Engin’in yazısını okurken Facebook’a bir acı haber düştü. 12 Eylül sürgünlerinden İbrahim Yalçın yıllardır pankreas kanserinin pençesinde kıvrandıktan sonra hayata ve de biz sürgünlere veda etmişti.

Bu sürgünde kaçıncı kaybımızdı?

İnci’yle birlikte 45 yıllık sürgün yaşamımızda bu kaçıncı acı uğurlamaydı?

Onu memleketi Elbistan’da toprağa vereceklerdi.

Sürgünde can verenlerimizden kaçı Türkiye’de, kaçı Avrupa, Avusturalya ya da Amerika’da toprağa verildi, bilmiyorum… Herhalde Avrupa Barış Meclisi’nin önde gelen görevlerinden biri bunu belgelemek olmalı…

Ayrıntılı anımsadığım, Özal döneminde Türkiye’de toprağa verilmek üzere Behice Boran’ın Brüksel’den uğurlanışıydı…

Ya Père Lachaise’de toprağa verdiklerimiz?

Yılmaz Güney... Ahmet Kaya... Uğur Hüküm...

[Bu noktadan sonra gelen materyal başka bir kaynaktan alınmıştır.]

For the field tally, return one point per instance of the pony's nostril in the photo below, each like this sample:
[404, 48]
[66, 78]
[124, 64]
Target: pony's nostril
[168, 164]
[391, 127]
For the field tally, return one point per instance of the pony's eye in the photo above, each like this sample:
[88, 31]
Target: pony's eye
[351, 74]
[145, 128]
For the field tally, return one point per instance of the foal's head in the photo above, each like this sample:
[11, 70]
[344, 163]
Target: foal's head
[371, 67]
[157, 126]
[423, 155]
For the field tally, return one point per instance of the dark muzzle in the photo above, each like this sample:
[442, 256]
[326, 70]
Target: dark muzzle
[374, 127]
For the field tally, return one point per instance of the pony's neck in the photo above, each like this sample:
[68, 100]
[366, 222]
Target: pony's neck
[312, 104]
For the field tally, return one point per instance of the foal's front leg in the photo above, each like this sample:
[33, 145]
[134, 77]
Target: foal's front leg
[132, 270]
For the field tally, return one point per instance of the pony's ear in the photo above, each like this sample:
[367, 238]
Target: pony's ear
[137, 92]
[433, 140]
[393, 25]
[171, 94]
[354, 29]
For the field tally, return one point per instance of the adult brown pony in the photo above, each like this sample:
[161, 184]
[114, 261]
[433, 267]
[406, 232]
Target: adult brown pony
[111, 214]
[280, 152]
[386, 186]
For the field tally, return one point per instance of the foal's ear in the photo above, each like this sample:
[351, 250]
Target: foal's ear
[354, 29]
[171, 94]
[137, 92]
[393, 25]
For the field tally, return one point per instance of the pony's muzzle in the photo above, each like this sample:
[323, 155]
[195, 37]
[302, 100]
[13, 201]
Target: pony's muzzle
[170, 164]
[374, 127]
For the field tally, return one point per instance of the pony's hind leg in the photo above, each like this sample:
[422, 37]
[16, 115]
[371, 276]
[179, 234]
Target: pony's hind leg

Hele Türkiye’nin ta 40’lı yıllarda sürgüne zorladığı büyük bilimadamı, sürgün yoldaşım, İleri Jön Türkler’in kurucularından Fahrettin Petek...

Bir farkla.

Petek artık Père Lachaise’de değil, kendi arzusuyla külleri çoktan o çok sevdiği İstanbul Boğazı’nın ve de Normandiya sahilini döven Atlantik Okyanusu’nun serin sularına karışmış durumda…

Ya daha öncesi…

Türkiye’nin en büyük ozanı Nazım Hikmet 1963 Haziran’ında Moskova’da toprağa verildiğinde, ben henüz sürgün de değildim…

Genç bir sosyalist gazeteci olarak İstanbul’da bir yandan Türkiye İşçi Partisi genel merkezinde sosyalist hareketimizin kitlelere ulaşması için militanlık ve parti yöneticiliği yaparken, bir yandan da çalıştığım Gece Postası’nı sol düşüncelere açma kavgası vermekte ve de Türkiye Gazeteciler Sendikaları Fedrasyonu’nun yönetiminde Türk Ceza Yasası’nın sınıfsal örgütlenmeyi ve sol düşünceyi yasaklayan 141 ve 142. Maddelerinin kaldırılması için mücadeleyi örgütlemekteydim…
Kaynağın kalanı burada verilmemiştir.